From: Mel Gorman on
On Fri, Jul 02, 2010 at 03:26:43PM +0900, KAMEZAWA Hiroyuki wrote:
> On Thu, 1 Jul 2010 11:30:32 +0100
> Mel Gorman <mel(a)csn.ul.ie> wrote:
> > > memcg shouldn't
> > > depends on it. If so, memcg should depends on some writeback-thread (as kswapd).
> > > ok.
> > >
> > > Then, my concern here is that which kswapd we should wake up and how it can stop.
> >
> > And also what the consequences are of kswapd being occupied with containers
> > instead of the global lists for a time.
> >
>
> yes, we may have to add a thread or workqueue for memcg for isolating workloads.
>

Possibly, and the closer it is to kswapd behaviour the better I would
imagine but I must warn that I do not have much familiar with the
behaviour of large numbers of memcg entering reclaim.

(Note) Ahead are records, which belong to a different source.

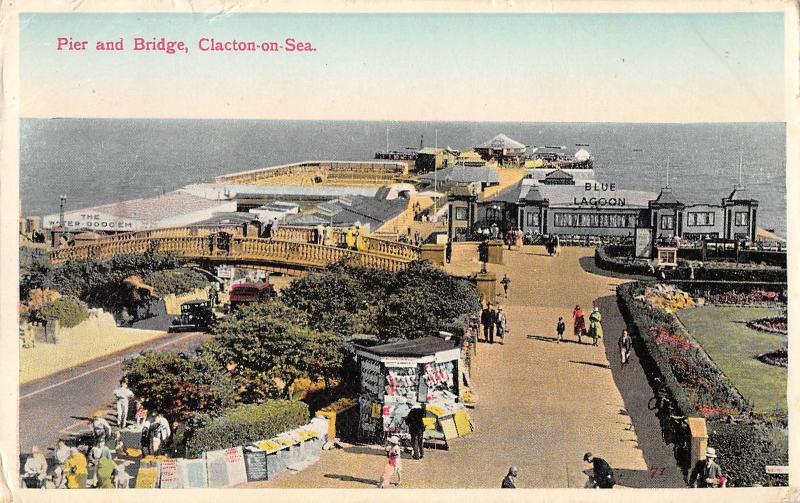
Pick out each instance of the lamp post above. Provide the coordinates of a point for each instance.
(63, 199)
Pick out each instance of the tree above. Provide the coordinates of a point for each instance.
(267, 346)
(180, 385)
(422, 300)
(336, 300)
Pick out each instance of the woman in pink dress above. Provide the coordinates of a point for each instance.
(578, 322)
(392, 462)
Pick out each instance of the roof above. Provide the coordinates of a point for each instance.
(227, 218)
(558, 174)
(349, 210)
(157, 208)
(666, 197)
(502, 141)
(739, 194)
(582, 155)
(569, 196)
(424, 346)
(464, 174)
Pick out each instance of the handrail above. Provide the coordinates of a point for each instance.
(239, 248)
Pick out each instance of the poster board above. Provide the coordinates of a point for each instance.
(255, 465)
(147, 477)
(643, 243)
(226, 467)
(448, 427)
(217, 469)
(193, 473)
(170, 476)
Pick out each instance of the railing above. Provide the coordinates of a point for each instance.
(199, 247)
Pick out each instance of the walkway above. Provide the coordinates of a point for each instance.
(541, 404)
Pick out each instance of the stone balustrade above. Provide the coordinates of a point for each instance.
(307, 255)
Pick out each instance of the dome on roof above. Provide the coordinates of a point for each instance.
(582, 155)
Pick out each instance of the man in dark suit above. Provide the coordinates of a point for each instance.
(416, 427)
(488, 319)
(602, 474)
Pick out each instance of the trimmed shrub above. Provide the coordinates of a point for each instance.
(175, 281)
(248, 423)
(66, 310)
(744, 451)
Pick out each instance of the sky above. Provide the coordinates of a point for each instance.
(726, 67)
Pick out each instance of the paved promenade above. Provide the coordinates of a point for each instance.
(541, 404)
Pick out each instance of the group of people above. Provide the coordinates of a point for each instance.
(495, 322)
(514, 238)
(95, 463)
(416, 429)
(553, 245)
(595, 330)
(324, 235)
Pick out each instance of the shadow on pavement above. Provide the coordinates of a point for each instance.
(348, 478)
(636, 392)
(588, 265)
(555, 339)
(593, 364)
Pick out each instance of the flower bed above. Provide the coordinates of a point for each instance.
(779, 358)
(699, 388)
(775, 325)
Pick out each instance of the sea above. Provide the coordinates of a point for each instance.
(98, 161)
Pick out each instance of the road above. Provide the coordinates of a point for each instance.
(57, 405)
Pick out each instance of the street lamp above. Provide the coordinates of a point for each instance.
(63, 198)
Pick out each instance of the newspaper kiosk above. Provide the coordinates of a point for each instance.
(397, 376)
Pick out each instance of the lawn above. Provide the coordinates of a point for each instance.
(724, 335)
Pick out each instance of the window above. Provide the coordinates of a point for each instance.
(595, 220)
(700, 218)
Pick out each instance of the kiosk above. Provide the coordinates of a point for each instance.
(397, 376)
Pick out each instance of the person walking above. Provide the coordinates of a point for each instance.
(392, 467)
(505, 282)
(501, 323)
(595, 325)
(101, 430)
(159, 433)
(76, 470)
(122, 397)
(35, 469)
(706, 473)
(448, 250)
(487, 320)
(602, 474)
(578, 323)
(625, 344)
(560, 327)
(416, 427)
(510, 482)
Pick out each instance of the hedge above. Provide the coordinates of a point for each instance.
(639, 319)
(248, 423)
(744, 451)
(689, 368)
(619, 259)
(175, 281)
(66, 310)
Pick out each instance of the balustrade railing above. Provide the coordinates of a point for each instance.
(304, 254)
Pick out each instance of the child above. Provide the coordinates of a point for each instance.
(392, 462)
(141, 413)
(560, 327)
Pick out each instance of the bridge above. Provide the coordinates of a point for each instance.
(291, 249)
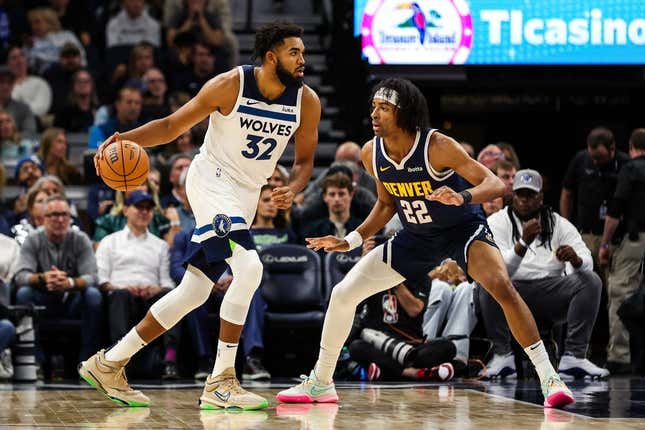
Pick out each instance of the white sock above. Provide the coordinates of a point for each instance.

> > A slightly greater concern is that clean pages can be temporarily "lost"
> > on the cleaning list. If a direct reclaimer moves pages to the LRU_CLEANING
> > list, it's no longer considering those pages even if a flusher thread
> > happened to clean those pages before kswapd had a chance. Lets say under
> > heavy memory pressure a lot of pages are being dirties and encountered on
> > the LRU list. They move to LRU_CLEANING where dirty balancing starts making
> > sure they get cleaned but are no longer being reclaimed.
> >
> > Of course, I might be wrong but it's not a trivial direction to take.
> >
>
> I hope dirty_ratio at el may help us. But I agree this "hiding" can cause
> issue.
> IIRC, someone wrote a patch to prevent too many threads enter vmscan..
> such kinds of work may be necessary.
>

Using systemtap, I have found in global reclaim at least that the ratio of
dirty to clean pages is not a problem. What does appear to be a problem is
that dirty pages are getting to the end of the inactive file list while
still dirty but I haven't formulated a theory as to why yet - maybe it's
because the dirty balancing is cleaning new pages first? Right now, I
believe dirty_ratio is working as expected but old dirty pages is a problem.

> > > <SNIP>
> > > @@ -2275,7 +2422,9 @@ static int kswapd(void *p)
> > > prepare_to_wait(&pgdat->kswapd_wait, &wait, TASK_INTERRUPTIBLE);
> > > new_order = pgdat->kswapd_max_order;
> > > pgdat->kswapd_max_order = 0;
> > > - if (order < new_order) {
> > > + if (need_to_cleaning_node(pgdat)) {
> > > + launder_pgdat(pgdat);
> > > + } else if (order < new_order) {
> > > /*
> > > * Don't sleep if someone wants a larger 'order'
> > > * allocation
> >
> > I see the direction you are thinking of but I have big concerns about clean
> > pages getting delayed for too long on the LRU_CLEANING pages before kswapd
> > puts them back in the right place. I think a safer direction would be for
> > memcg people to investigate Andrea's "switch stack" suggestion.
> >
>
> Hmm, I may have to consider that. My concern is that IRQ's switch-stack works
> well just because no-task-switch in IRQ routine. (I'm sorry if I misunderstand.)
>
> One possibility for memcg will be limit the number of reclaimers who can use
> __GFP_FS and use shared stack per cpu per memcg.
>
> Hmm. yet another per-memcg memory shrinker may sound good. 2 years ago, I wrote
> a patch to do high-low-watermark memory shirker thread for memcg.
>
> - limit
> - high
> - low
>
> start memory reclaim/writeback when usage exceeds "high" and stop it is below
> "low". Implementing this with thread pool can be a choice.
>

Indeed, maybe something like a kswapd-memcg thread that is shared between
a configurable number of containers?

>
> > In the meantime for my own series, memcg now treats dirty pages similar to
> > lumpy reclaim. It asks flusher threads to clean pages but stalls waiting
> > for those pages to be cleaned for a time. This is an untested patch on top
> > of the current series.
> >
>
> Wow...Doesn't this make memcg too slow ?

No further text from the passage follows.